Coins and banknotes can be withdrawn from circulation. This is regulated by the central bank. The decision on whether to withdraw funds will be announced in the major daily newspapers and in Norsk Lovtidend , the bulletin published by the Ministry of Justice. After the announcement, the affected banknotes and coins can be used as legal tender for at least one year. Thereafter, the central bank is obliged to redeem the means of payment for another 10 years. The central bank exchanges the notes and coins at their face value. Some means of payment have a higher collector's value. These can be sold through a coin dealer.

Monetary policy in Norway

The government defines an inflation target for monetary policy in Norway.
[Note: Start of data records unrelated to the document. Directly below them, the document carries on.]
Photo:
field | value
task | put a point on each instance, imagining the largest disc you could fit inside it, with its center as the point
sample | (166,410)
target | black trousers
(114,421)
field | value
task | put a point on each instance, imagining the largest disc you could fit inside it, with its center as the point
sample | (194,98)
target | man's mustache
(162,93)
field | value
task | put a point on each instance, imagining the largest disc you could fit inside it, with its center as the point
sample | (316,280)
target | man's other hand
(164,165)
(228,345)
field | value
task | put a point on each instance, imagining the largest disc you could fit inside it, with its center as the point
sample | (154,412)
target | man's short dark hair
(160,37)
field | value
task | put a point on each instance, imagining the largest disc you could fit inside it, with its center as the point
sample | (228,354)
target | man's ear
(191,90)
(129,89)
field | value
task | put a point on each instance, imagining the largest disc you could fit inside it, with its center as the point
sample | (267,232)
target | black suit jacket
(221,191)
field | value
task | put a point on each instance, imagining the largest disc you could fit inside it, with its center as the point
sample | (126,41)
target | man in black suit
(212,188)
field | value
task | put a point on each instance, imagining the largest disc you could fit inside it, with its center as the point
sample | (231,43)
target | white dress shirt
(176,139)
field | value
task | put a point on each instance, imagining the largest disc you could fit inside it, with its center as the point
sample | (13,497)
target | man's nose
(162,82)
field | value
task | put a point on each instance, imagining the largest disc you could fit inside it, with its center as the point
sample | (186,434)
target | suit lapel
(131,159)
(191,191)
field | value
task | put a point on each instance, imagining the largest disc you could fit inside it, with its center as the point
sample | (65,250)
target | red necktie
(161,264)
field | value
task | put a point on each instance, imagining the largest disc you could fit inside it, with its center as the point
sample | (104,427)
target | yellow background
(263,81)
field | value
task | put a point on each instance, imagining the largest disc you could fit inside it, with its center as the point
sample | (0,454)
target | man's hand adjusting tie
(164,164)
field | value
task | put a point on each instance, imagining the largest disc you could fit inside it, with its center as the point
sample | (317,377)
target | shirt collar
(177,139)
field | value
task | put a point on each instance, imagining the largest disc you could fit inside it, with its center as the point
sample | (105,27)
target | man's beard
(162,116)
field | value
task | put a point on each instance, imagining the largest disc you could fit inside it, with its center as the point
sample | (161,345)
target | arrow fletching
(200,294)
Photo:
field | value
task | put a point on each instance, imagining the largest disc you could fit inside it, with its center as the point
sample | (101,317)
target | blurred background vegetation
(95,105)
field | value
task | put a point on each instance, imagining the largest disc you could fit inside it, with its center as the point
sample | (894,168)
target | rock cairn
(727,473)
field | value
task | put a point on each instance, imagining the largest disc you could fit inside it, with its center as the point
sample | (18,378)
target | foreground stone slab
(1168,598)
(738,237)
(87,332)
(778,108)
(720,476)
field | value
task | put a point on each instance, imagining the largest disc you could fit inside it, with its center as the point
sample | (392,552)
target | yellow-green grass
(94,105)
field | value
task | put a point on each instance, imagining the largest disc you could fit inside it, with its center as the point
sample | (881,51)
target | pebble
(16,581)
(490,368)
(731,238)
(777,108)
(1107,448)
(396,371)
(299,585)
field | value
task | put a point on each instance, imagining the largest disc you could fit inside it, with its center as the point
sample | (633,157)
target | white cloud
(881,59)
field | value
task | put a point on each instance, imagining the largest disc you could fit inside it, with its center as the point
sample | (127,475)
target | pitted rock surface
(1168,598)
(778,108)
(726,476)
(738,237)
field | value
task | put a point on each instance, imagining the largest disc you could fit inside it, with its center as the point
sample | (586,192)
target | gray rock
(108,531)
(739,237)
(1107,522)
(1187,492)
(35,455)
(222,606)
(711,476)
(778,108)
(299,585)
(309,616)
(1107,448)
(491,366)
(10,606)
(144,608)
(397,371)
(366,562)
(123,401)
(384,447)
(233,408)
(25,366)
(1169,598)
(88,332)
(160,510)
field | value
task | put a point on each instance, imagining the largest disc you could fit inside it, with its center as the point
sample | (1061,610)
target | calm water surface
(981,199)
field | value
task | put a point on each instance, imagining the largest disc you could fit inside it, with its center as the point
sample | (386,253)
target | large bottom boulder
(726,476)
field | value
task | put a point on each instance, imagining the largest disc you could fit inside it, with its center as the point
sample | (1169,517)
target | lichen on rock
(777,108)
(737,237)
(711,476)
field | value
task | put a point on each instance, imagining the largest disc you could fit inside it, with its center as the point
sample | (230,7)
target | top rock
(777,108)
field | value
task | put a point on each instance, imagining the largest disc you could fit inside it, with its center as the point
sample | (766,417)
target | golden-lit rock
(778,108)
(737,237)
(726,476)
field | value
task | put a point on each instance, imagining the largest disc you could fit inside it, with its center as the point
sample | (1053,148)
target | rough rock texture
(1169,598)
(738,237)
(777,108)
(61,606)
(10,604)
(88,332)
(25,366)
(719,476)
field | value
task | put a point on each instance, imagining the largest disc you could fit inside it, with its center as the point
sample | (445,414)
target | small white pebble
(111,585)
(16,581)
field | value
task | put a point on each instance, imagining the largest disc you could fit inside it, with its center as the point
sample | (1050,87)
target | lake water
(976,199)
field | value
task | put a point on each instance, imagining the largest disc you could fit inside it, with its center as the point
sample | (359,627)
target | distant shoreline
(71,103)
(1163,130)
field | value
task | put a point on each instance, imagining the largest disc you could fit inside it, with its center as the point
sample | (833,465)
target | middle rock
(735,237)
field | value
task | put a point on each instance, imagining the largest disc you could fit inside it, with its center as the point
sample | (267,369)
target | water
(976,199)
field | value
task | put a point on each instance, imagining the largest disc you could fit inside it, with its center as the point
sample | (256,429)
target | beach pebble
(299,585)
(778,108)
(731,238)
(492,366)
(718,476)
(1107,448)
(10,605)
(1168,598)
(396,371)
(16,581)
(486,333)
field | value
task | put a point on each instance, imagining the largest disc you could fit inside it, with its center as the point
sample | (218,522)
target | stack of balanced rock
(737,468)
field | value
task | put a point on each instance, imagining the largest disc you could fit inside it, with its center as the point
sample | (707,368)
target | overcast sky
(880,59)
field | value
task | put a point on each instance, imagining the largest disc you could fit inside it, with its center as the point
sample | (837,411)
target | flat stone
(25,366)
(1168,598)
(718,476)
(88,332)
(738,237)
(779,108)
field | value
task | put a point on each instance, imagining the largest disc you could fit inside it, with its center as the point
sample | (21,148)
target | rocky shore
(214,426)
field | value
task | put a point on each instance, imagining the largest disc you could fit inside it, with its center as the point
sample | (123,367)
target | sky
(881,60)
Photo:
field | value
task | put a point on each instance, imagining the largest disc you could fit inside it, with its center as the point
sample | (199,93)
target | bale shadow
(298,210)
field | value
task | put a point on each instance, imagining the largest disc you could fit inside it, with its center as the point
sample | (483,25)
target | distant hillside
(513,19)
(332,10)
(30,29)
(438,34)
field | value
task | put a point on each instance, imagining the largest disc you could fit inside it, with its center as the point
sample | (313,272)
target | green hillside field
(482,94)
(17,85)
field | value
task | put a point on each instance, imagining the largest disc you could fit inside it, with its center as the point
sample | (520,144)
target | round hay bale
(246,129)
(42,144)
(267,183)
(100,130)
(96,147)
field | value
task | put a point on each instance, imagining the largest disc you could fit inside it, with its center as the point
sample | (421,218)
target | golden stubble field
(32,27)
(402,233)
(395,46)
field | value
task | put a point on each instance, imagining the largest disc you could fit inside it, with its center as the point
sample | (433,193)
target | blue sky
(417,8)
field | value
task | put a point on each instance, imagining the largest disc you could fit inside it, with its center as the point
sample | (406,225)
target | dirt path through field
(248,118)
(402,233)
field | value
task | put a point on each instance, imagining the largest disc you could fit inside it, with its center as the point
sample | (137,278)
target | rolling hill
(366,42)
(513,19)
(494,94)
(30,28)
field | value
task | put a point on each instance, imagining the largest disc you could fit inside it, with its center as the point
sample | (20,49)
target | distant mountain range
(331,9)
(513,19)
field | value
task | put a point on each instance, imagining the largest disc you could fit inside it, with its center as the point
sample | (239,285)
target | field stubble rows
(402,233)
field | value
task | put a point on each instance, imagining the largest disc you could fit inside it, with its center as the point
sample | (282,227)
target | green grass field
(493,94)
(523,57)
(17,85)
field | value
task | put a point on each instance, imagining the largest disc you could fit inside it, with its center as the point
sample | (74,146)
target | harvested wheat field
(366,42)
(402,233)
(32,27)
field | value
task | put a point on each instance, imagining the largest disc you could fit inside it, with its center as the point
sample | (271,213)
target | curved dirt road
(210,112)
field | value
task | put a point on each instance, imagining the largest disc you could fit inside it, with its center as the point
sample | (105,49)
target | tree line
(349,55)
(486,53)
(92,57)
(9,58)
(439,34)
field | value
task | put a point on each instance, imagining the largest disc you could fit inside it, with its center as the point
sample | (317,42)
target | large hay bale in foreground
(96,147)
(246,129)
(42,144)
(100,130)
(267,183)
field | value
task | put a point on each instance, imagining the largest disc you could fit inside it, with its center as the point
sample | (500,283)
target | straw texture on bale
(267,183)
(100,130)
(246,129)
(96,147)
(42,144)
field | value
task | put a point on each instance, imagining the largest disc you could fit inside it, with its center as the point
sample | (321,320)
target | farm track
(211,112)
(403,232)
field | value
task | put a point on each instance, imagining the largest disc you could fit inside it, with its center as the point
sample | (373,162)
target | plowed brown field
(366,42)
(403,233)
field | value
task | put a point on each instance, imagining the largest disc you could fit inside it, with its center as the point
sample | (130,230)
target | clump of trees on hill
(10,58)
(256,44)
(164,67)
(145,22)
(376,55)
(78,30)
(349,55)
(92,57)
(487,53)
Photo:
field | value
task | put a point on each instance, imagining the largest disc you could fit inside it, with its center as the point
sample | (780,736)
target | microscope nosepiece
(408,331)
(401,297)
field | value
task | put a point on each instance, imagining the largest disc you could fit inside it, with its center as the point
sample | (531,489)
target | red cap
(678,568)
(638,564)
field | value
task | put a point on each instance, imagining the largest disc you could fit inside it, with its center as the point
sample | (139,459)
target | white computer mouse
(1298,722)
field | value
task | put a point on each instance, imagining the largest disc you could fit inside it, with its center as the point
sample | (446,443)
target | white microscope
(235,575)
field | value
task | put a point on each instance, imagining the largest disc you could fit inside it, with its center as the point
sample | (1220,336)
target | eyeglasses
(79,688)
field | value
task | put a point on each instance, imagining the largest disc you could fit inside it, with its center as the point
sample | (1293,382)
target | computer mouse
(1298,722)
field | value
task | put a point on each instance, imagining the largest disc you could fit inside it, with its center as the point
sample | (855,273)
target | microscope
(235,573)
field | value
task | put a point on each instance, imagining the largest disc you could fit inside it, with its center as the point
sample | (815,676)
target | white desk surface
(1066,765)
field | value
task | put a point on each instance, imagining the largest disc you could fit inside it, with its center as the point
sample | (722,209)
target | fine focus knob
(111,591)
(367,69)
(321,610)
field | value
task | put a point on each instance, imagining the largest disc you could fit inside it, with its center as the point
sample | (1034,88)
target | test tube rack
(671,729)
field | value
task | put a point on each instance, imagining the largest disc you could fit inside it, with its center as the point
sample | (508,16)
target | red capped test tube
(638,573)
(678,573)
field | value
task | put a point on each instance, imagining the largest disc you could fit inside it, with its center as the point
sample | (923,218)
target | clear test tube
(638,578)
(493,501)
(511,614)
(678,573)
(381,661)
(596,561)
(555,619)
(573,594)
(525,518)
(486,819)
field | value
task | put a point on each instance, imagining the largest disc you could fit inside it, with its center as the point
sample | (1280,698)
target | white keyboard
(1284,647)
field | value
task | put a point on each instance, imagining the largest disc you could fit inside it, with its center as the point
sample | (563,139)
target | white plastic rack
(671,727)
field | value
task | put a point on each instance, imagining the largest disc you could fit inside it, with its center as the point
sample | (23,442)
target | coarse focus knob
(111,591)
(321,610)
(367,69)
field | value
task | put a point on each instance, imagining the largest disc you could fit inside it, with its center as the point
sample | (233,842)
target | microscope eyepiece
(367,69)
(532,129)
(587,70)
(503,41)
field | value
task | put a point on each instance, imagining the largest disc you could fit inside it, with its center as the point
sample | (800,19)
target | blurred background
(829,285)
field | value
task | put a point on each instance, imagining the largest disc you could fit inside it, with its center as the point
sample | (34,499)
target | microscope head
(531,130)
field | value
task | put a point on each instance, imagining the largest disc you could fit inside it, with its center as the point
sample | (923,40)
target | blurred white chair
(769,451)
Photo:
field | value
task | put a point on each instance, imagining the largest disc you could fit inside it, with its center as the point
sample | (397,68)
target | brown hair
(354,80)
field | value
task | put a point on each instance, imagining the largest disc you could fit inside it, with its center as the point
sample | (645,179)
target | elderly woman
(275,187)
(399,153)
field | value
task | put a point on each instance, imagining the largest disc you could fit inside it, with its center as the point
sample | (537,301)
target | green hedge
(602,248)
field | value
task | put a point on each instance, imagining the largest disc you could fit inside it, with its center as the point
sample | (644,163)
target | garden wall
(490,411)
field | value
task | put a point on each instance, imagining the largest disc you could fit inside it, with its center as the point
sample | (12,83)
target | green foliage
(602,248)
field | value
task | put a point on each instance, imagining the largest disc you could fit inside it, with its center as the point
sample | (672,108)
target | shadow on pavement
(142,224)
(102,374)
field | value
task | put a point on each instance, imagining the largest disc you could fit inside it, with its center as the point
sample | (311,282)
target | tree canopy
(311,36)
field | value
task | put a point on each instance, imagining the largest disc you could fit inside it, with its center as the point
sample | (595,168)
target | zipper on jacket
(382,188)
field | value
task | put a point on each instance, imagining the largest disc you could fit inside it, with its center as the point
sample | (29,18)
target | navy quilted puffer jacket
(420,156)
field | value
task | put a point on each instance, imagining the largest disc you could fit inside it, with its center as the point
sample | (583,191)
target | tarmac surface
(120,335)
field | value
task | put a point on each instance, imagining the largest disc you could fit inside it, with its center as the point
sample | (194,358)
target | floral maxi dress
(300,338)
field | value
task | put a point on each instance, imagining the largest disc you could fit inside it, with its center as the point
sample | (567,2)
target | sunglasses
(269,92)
The Bank of Norway is oriented towards low and stable inflation . An annual inflation rate of around 2% was set as the operational target . A stable monetary policy also helps stabilize production and employment . The key interest rate is the central bank's most important monetary policy instrument. It influences domestic money market rates in the short term. The central bank can buy or sell Norwegian kroner to influence the price of the variety . The central bank has not intervened in the foreign exchange market since 1999.

Web links

Individual evidence

  1. End for the 50 ore (Norwegian), March 18, 2011, accessed on April 17, 2012.
  2. Development of the 50 ore from a meal to half a plastic bag (Norwegian), April 16, 2012, accessed on April 17, 2012.
  3. For 50 ore you could buy a school essay by Alf Prøysen (Norwegian), May 1, 2012, accessed on May 1, 2012.
  4. ^ Brief history of Norges Bank . (English, [accessed June 28, 2018]).
  5. The Scandinavian Coin Union, accessed on: May 16, 2010
  6. Norwegian Krone ( Memento of the original dated December 31, 2010 in the Internet Archive ) Info: The archive link was inserted automatically and has not yet been checked. Please check the original and archive link according to the instructions and then remove this notice. @1@ 2Template: Webachiv / IABot /
  7. ^ About the new notes . (English, [accessed June 28, 2018]).
  8. ^ What to do with old banknotes . (English, [accessed June 28, 2018]).
  9. New 100-crown note - motifs . (English, [accessed June 28, 2018]).
  10. New 200-crown note - motifs . (English, [accessed June 28, 2018]).
  11. Check that the banknote is genuine . (English, [accessed June 28, 2018]).
  12. Motifs of the new banknotes, accessed on October 22, 2014
  13. ^ Commemorative coins . (English, [accessed June 28, 2018]).
  14. ^ Withdrawn banknotes . (English, [accessed June 28, 2018]).
  15. ^ Monetary policy . (English, [accessed June 28, 2018]).